Latest occupancy figures show mixed trends across commercial sectors
The most recent update on commercial and industrial occupancy in Hamilton, conducted by CBRE Research and NAI Harcourts, shed light on a variety of trends, showcasing the dynamic nature of the city's business landscape and some challenges ahead.
Hamilton's industrial sector witnessed a modest increase in vacancy rates, rising from 1.2 per cent at the end of 2022 to 1.6 per cent by December 2023.
This uptick, representing less than 35,000 square metres of available space, was largely attributed to the emergence of numerous small industrial unit developments across surveyed areas.
Despite this increase, the growth in Hamilton's industrial sector has remained robust, with rental prices for new warehouse buildings increasing by as much as 10 to 15 per cent.
Factors such as escalating land costs, materials, construction expenses, and intensified competition among tenants have contributed to this upward trend.
However, amidst these changes, concerns about the future development pipeline linger, as softer economic conditions cast a shadow over anticipated supply growth.
The survey indicates a decline in planned industrial projects, with approximately 24,200sqm slated for development, compared to 52,000sqm recorded in the previous year's survey.
While this decrease may alleviate pressure on existing vacancies, it also underscores the potential challenges in sustaining the sector's momentum.
In the office sector, the Central Business District (CBD) of Hamilton witnessed a reduction in overall vacancy rates, dropping by 0.6 per cent to 9.5 per cent by December 2023.
Notably, Grade A vacancy remained relatively stable, while Grades B, C, D, and E experienced minor fluctuations, with D and E grades now well into double digits.
With an increasing emphasis on work environments and corporate culture, demand for high-quality office accommodation is expected to remain robust.
Despite the rise of hybrid working models, companies are progressively shifting their focus back to the office as a primary workspace.
Contrary to the positive developments in the industrial and office sectors, the retail sector faced challenges, with the CBD retail vacancy rate rising from 7.9 per cent in June 2023 to 8.9 per cent by December 2023.
The departure of major retailers like JB Hi-Fi from Barton Street significantly contributed to this increase.
Moreover, economic headwinds, including sticky inflationary pressures, rising interest rates, and uncertainties surrounding consumer spending, have dampened retail sales values over consecutive quarters.
While the sector continues to navigate these challenges, projections suggest a potentially turbulent period ahead, as mortgage rates and employment uncertainties loom over household spending patterns.

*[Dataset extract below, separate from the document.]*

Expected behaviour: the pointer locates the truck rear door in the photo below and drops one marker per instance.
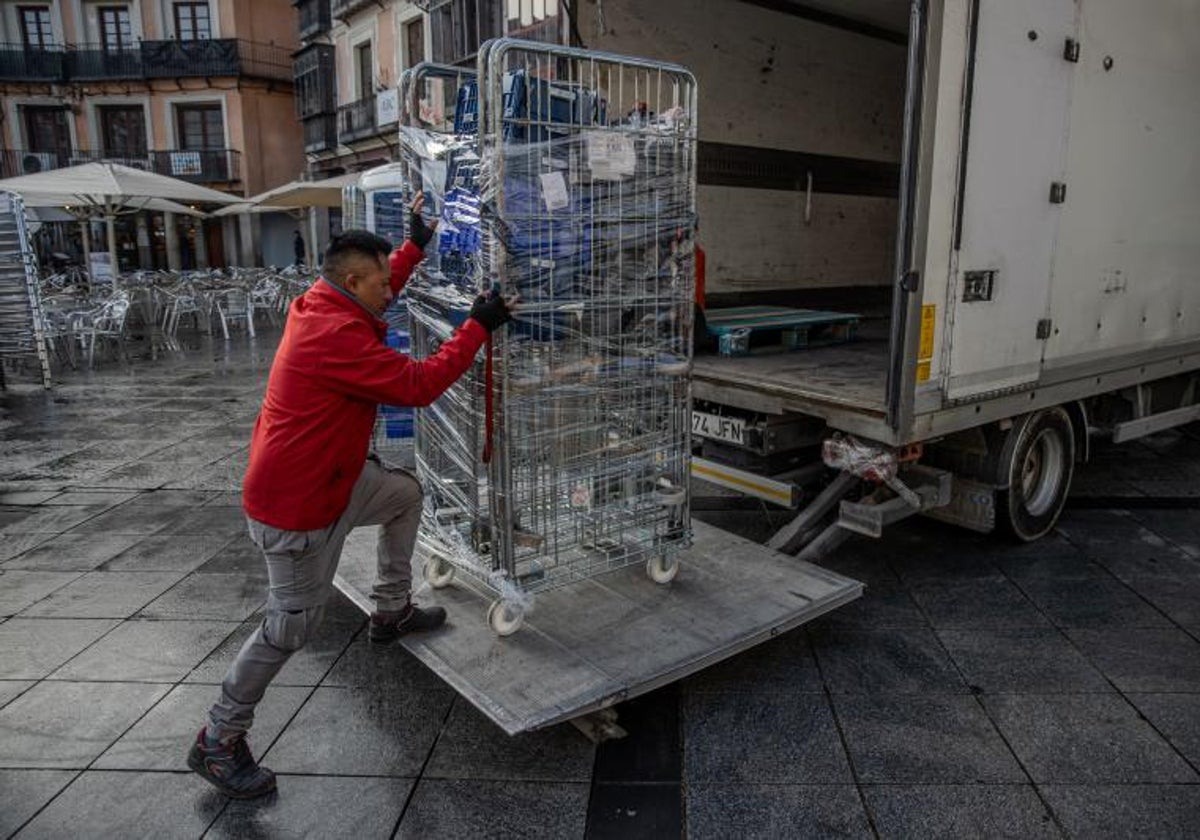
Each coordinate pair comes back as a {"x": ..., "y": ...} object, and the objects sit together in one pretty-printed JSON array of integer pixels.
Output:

In summary, Hamilton's commercial real estate landscape exhibits a dynamic interplay of factors across its industrial, office, and retail sectors.
While industrial and office markets demonstrate resilience amid shifting conditions, the retail sector grapples with ongoing challenges.
As stakeholders navigate these complexities, access to comprehensive occupancy data remains essential for informed decision-making and strategic planning in Hamilton's evolving business environment.